I chose three different models to test on my data, the linear regression, Random Forest Classifier, and Gradient Boosting Classifier. I chose these three as linear regression is more or less my "Staple" model type that gives me a good baseline. I chose the other two however as they both handle skewed datasets quite well. For each of these 5 metrics reports were generated based on k-folds, and I kept what I thought was the best performing ones, most metric reports were fairly consistent.

### Linear Regression

This model performed horribly.
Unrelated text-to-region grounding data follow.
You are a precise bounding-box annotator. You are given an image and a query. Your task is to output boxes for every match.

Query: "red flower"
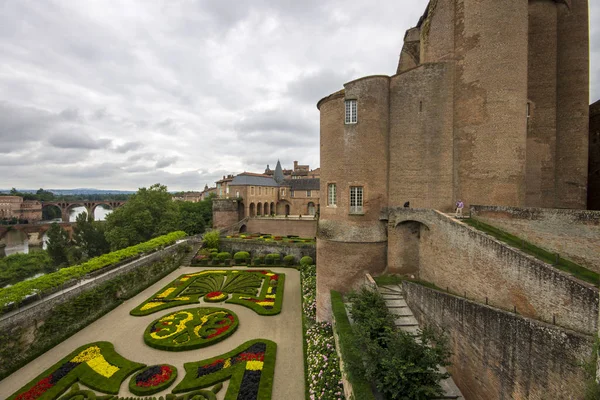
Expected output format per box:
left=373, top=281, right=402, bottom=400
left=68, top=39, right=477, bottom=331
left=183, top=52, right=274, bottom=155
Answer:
left=16, top=376, right=53, bottom=400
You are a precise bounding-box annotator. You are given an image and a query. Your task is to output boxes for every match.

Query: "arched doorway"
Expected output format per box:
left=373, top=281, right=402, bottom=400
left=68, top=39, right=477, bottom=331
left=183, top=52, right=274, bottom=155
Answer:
left=239, top=224, right=247, bottom=233
left=388, top=220, right=430, bottom=276
left=307, top=202, right=316, bottom=216
left=238, top=202, right=245, bottom=220
left=270, top=202, right=275, bottom=216
left=276, top=201, right=291, bottom=216
left=285, top=204, right=290, bottom=216
left=257, top=202, right=262, bottom=216
left=249, top=203, right=256, bottom=217
left=264, top=203, right=269, bottom=216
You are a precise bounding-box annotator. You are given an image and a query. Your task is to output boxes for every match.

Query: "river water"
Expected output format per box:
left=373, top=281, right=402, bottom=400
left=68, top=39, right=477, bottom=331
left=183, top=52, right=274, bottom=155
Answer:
left=0, top=206, right=112, bottom=257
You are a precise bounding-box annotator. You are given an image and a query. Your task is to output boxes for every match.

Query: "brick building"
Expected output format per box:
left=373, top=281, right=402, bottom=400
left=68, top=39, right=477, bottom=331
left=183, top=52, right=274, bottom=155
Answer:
left=316, top=0, right=590, bottom=319
left=0, top=196, right=42, bottom=222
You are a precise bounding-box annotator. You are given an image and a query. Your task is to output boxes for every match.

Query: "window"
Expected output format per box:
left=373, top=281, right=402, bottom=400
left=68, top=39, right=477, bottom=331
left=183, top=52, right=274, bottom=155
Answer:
left=350, top=186, right=363, bottom=214
left=345, top=99, right=357, bottom=124
left=226, top=186, right=229, bottom=194
left=259, top=187, right=262, bottom=195
left=251, top=186, right=255, bottom=195
left=328, top=184, right=337, bottom=206
left=291, top=190, right=295, bottom=198
left=281, top=189, right=286, bottom=197
left=307, top=190, right=311, bottom=197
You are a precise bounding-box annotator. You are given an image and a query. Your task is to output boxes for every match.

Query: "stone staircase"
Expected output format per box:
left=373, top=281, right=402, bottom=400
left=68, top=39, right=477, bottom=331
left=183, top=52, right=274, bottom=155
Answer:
left=378, top=283, right=465, bottom=400
left=180, top=241, right=202, bottom=267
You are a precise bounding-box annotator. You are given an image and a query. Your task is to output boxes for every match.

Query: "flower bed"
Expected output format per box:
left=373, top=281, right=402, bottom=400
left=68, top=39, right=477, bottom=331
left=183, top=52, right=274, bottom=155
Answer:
left=225, top=232, right=315, bottom=244
left=8, top=342, right=144, bottom=400
left=130, top=270, right=285, bottom=316
left=144, top=307, right=239, bottom=351
left=128, top=364, right=177, bottom=395
left=301, top=264, right=345, bottom=400
left=173, top=339, right=277, bottom=400
left=0, top=231, right=187, bottom=312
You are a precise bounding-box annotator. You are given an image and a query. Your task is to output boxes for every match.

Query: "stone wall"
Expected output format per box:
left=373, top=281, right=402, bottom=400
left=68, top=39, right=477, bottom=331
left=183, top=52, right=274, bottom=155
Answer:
left=0, top=243, right=187, bottom=379
left=589, top=99, right=600, bottom=210
left=218, top=238, right=315, bottom=261
left=386, top=208, right=598, bottom=335
left=245, top=218, right=317, bottom=238
left=213, top=198, right=241, bottom=230
left=470, top=205, right=600, bottom=273
left=402, top=281, right=593, bottom=400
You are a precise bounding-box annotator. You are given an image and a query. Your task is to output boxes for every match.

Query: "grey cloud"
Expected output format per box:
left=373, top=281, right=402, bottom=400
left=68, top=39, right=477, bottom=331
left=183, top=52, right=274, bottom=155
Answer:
left=48, top=133, right=112, bottom=150
left=287, top=69, right=357, bottom=103
left=115, top=141, right=143, bottom=153
left=156, top=156, right=178, bottom=169
left=234, top=109, right=317, bottom=135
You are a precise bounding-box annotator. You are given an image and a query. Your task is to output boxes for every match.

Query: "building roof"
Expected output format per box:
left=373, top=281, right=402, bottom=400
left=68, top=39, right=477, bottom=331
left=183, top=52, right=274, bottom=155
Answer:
left=230, top=174, right=280, bottom=187
left=274, top=160, right=285, bottom=184
left=289, top=178, right=320, bottom=191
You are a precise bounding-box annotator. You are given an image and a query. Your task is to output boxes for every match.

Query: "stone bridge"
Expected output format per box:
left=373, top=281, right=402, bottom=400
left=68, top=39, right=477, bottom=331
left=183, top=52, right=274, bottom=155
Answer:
left=0, top=222, right=75, bottom=245
left=42, top=201, right=126, bottom=222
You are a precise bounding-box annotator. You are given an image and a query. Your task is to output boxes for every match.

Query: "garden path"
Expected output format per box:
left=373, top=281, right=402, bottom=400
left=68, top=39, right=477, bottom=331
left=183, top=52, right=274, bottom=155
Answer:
left=0, top=266, right=304, bottom=399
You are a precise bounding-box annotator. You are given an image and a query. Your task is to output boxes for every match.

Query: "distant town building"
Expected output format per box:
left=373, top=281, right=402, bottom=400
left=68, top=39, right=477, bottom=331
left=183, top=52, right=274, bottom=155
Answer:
left=0, top=196, right=42, bottom=222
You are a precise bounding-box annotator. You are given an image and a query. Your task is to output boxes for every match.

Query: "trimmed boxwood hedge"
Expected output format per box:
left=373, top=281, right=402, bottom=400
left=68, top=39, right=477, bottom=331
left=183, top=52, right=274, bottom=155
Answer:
left=283, top=255, right=295, bottom=266
left=300, top=256, right=313, bottom=267
left=143, top=307, right=239, bottom=351
left=8, top=341, right=145, bottom=400
left=0, top=231, right=187, bottom=312
left=128, top=364, right=178, bottom=395
left=173, top=339, right=277, bottom=400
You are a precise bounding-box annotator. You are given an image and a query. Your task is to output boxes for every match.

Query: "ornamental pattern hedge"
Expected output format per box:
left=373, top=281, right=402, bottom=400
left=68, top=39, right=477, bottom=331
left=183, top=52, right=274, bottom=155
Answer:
left=173, top=339, right=277, bottom=400
left=128, top=364, right=177, bottom=395
left=58, top=382, right=223, bottom=399
left=144, top=307, right=239, bottom=351
left=0, top=231, right=187, bottom=312
left=8, top=342, right=145, bottom=400
left=131, top=270, right=285, bottom=316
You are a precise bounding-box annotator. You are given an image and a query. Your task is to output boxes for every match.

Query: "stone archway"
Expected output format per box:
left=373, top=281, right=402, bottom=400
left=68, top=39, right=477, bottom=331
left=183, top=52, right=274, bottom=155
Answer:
left=387, top=220, right=430, bottom=276
left=238, top=201, right=245, bottom=220
left=239, top=224, right=247, bottom=233
left=276, top=201, right=291, bottom=216
left=249, top=203, right=256, bottom=217
left=307, top=202, right=316, bottom=216
left=270, top=202, right=275, bottom=216
left=264, top=203, right=269, bottom=216
left=257, top=202, right=262, bottom=216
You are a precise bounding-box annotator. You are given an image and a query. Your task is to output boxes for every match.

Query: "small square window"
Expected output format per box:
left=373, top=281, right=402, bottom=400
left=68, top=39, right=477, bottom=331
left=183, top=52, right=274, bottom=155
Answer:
left=307, top=190, right=311, bottom=197
left=251, top=187, right=255, bottom=195
left=350, top=186, right=363, bottom=214
left=345, top=100, right=357, bottom=124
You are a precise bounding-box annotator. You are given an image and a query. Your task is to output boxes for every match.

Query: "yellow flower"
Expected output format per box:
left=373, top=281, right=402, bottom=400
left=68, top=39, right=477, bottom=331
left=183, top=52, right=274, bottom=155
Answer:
left=174, top=296, right=190, bottom=301
left=224, top=358, right=232, bottom=369
left=256, top=301, right=274, bottom=306
left=246, top=361, right=264, bottom=371
left=266, top=294, right=276, bottom=299
left=71, top=346, right=101, bottom=363
left=180, top=277, right=190, bottom=282
left=87, top=355, right=119, bottom=378
left=141, top=302, right=163, bottom=311
left=157, top=287, right=176, bottom=298
left=267, top=287, right=273, bottom=294
left=151, top=311, right=193, bottom=340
At first I assumed it had performed well as the accuracy in earlier testing was at 99%. This was quickly proven wrong by looking at the outputted metrics report `LogReg_metrics_report.txt`. This shows that Precision, Recall, and Sensitivity were all at 0%. This shows me that more than likely the model labeled everything as not_fraud, which works for the skewed dataset but is not what we want.

### Random Forest Classifier

This model performed the best out of the group based on the metrics I gave it. As this model handles skewed datasets well this is not too much of a surprise. We do unfortunately have Recall and Sensitivity at 74.11%, which isn't much better than the initial model baseline given to us, but our Precision score was at 95.74% which is lightyears ahead of the original model.

### Gradient Boosting Classifier

This model also performed quite well out of the three. However, while looking over the metrics they were inconsistent with Recall being as low as 50% and as high as 71%. While this model still performs alright, overall it is not doing too much better than the baseline model, except in Precision where it recieved a score of 89.90%.

### Which Model Did I Choose?

I decided to go with Random Forest Classifier as it performed the best out of the three models while still being the most consistent. Gradient Boosting Classifier Varied too much between k-folds for me to feel comfortable utilizing it.